In an action to recover damages for medical malpractice, the defendant appeals from an order of the Supreme Court, Nassau County (Winslow, J.), entered August 8, 2006, which denied its motion for summary judgment dismissing the complaint.
Ordered that the order is affirmed, with costs.
Contrary to the defendant's contention, the Supreme Court properly denied its motion for summary judgment dismissing the complaint. The plaintiff seeks to recover damages against the defendant based upon a theory of res ipsa loquitur.
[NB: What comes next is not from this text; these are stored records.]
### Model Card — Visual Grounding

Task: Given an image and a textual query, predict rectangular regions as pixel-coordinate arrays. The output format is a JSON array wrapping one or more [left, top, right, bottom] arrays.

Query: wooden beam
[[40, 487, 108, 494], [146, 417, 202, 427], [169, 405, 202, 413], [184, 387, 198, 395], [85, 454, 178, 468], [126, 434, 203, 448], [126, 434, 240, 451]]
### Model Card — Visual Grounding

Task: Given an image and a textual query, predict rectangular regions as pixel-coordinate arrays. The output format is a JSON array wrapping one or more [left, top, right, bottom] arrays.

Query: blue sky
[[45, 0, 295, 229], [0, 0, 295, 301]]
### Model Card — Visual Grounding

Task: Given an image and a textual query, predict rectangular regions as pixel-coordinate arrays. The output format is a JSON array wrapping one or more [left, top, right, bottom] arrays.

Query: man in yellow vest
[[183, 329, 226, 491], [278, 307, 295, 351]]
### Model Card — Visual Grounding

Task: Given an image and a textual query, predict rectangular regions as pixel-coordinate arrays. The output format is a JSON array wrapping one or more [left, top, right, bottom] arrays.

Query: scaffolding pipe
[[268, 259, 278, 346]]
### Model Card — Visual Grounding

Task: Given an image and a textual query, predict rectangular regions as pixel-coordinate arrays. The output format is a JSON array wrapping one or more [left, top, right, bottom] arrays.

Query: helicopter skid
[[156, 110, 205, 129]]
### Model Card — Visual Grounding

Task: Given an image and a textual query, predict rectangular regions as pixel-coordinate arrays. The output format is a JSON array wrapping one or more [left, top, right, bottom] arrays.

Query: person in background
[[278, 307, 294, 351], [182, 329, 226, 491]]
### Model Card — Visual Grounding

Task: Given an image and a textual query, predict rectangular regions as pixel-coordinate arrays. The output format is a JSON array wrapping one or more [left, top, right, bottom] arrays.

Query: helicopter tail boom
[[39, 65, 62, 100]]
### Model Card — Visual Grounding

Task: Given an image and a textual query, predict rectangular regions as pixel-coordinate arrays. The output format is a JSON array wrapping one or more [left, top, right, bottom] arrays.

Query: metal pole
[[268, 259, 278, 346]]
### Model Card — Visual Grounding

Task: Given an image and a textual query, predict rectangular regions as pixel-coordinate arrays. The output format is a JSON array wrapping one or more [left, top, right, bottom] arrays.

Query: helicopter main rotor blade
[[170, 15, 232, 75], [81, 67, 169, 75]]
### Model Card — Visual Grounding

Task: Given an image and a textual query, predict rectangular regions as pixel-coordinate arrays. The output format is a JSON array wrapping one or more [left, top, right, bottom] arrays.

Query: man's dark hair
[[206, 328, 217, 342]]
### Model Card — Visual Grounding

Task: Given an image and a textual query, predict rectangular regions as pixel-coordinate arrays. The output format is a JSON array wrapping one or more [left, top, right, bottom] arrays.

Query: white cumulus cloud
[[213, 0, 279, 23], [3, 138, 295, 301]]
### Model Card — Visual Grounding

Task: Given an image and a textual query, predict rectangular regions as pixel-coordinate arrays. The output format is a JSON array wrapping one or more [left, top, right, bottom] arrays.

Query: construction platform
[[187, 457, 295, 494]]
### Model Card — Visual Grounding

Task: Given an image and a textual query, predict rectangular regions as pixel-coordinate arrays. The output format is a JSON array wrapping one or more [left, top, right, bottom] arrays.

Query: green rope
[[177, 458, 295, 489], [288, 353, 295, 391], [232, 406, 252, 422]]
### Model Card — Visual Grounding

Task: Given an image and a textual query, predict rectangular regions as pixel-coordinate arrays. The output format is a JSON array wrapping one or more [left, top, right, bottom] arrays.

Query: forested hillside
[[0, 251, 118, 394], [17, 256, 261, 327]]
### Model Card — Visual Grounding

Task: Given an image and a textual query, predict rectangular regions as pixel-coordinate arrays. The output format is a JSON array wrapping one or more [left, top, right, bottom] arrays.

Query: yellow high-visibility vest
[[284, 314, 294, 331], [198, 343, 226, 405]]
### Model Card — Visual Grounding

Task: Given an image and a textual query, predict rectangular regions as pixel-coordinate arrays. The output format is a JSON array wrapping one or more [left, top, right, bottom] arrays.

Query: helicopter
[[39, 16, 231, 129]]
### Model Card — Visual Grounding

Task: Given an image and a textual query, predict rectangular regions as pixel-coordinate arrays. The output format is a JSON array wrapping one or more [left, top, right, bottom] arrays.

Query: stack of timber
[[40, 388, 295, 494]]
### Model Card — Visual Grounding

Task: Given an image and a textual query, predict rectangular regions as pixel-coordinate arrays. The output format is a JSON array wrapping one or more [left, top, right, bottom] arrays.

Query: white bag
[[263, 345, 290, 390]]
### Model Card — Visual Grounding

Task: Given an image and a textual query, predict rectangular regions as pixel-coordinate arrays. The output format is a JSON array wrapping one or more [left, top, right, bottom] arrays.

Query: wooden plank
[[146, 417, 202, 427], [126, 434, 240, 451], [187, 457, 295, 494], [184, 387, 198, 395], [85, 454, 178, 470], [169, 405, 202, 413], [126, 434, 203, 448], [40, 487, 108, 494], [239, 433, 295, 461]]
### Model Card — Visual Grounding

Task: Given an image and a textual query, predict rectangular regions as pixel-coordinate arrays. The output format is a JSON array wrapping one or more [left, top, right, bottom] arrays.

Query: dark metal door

In support of its motion, the defendant failed to make a prima facie showing of entitlement to judgment as a matter of law (see Winegrad v New York Univ. Med. Ctr., 64 NY2d 851, 853 [1985]; Porter v Milhorat, 303 AD2d 736 [2003]). A triable issue of fact exists, inter alia, as to whether the injury at issue was "caused by an agency or instrumentality within the exclusive control of the defendant" (Kambat v St. Francis Hosp., 89 NY2d 489, 494 [1997]). The defendant's failure to make such a prima facie showing requires denial of the motion, regardless of the sufficiency of the plaintiff's opposing papers (see Winegrad v New York Univ. Med. Ctr., 64 NY2d at 853). Rivera, J.P., Lifson, Angiolillo and Balkin, JJ., concur.